Immune focused interventions remain a high priority for many drug discovery efforts, spurred on by the success of immune checkpoint therapies such as anti-PD-1, anti-PD-L1, and anti-CTLA-4 inhibitory antibodies. Preclinical efficacy assessments of novel immune-oncology therapies requires a functional immune system which limits the usefulness of traditional xenograft models and drive the use of humanized (human immune cell engrafted animals) and syngeneic model systems. Syngeneic mouse tumors are popular model systems in which to evaluate these novel therapies due the presence of fully intact mouse immune system and ease of accessibility. The MC38 mouse colon cancer model is popular for efficacy assessment studies due to its responsiveness to typical immune checkpoint inhibitors. We endeavored to characterize the immune response to checkpoint inhibitors in MC38 tumors using flow cytometry, gene expression analysis, and immunohistochemistry (IHC). Gene expression analysis provided a signature of gene changes that correlate to immune driven changes in tumor growth and may be used in preclinical pharmacodynamics studies as evidence of mode of action for other novel immune-oncology therapies. In addition, gene overrepresentation analysis highlighted the presence and involvement of B cell populations in the MC38 tumor environment which was supported by IHC data that show distinctive B cell staining in what resemble tumor associated tertiary lymph structures. These finding suggests that MC38 may provide a good model system for evaluating therapies that can modulate or impact tumor infiltrating B cell populations.

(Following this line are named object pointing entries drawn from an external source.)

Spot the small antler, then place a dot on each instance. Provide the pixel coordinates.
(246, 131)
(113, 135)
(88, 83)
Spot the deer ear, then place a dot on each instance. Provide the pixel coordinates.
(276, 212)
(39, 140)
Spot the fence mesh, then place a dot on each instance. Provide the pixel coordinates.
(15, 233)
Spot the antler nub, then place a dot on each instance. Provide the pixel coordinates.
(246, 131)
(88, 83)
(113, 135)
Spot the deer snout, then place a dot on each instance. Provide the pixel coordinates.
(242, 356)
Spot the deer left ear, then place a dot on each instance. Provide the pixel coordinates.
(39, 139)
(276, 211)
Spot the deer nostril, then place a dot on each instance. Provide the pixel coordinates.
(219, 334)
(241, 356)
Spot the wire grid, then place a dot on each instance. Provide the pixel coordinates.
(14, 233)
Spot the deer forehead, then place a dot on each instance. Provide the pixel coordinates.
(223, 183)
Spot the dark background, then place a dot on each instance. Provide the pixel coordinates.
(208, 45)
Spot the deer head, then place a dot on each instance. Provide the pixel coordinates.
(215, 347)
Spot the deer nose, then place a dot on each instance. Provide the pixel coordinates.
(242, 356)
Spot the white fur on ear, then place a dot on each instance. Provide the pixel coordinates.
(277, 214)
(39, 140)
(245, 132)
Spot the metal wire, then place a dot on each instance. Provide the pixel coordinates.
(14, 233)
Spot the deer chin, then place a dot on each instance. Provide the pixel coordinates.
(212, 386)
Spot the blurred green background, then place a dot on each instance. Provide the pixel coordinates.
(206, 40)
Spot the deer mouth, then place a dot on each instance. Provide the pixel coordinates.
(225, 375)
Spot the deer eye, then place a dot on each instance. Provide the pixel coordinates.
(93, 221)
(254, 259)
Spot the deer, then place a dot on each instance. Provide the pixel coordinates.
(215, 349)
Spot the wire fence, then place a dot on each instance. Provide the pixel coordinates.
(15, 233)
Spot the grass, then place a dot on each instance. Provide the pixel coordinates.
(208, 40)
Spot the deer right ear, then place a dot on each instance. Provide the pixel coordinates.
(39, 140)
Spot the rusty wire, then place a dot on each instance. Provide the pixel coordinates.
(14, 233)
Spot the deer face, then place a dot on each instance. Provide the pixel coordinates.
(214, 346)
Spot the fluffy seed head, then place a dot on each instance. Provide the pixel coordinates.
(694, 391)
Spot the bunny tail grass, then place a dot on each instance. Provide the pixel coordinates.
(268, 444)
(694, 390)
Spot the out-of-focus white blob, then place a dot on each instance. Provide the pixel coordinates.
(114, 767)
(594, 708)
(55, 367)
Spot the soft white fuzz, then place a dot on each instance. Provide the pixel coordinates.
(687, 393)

Citation Format: Patrick Fadden, Thi Bui, David Hurtado, Kelli Davis, Ian Belle, Kathrine Krontz, Jacob Hauser, Na Li, Kyle Takayama, Cristina Sokolowski, Edgar Wood. Characterization of the immune checkpoint inhibitor response in the MC38 murine colon cancer model [abstract]. In: Proceedings of the American Association for Cancer Research Annual Meeting 2019; 2019 Mar 29-Apr 3; Atlanta, GA. Philadelphia (PA): AACR; Cancer Res 2019;79(13 Suppl):Abstract nr LB-060.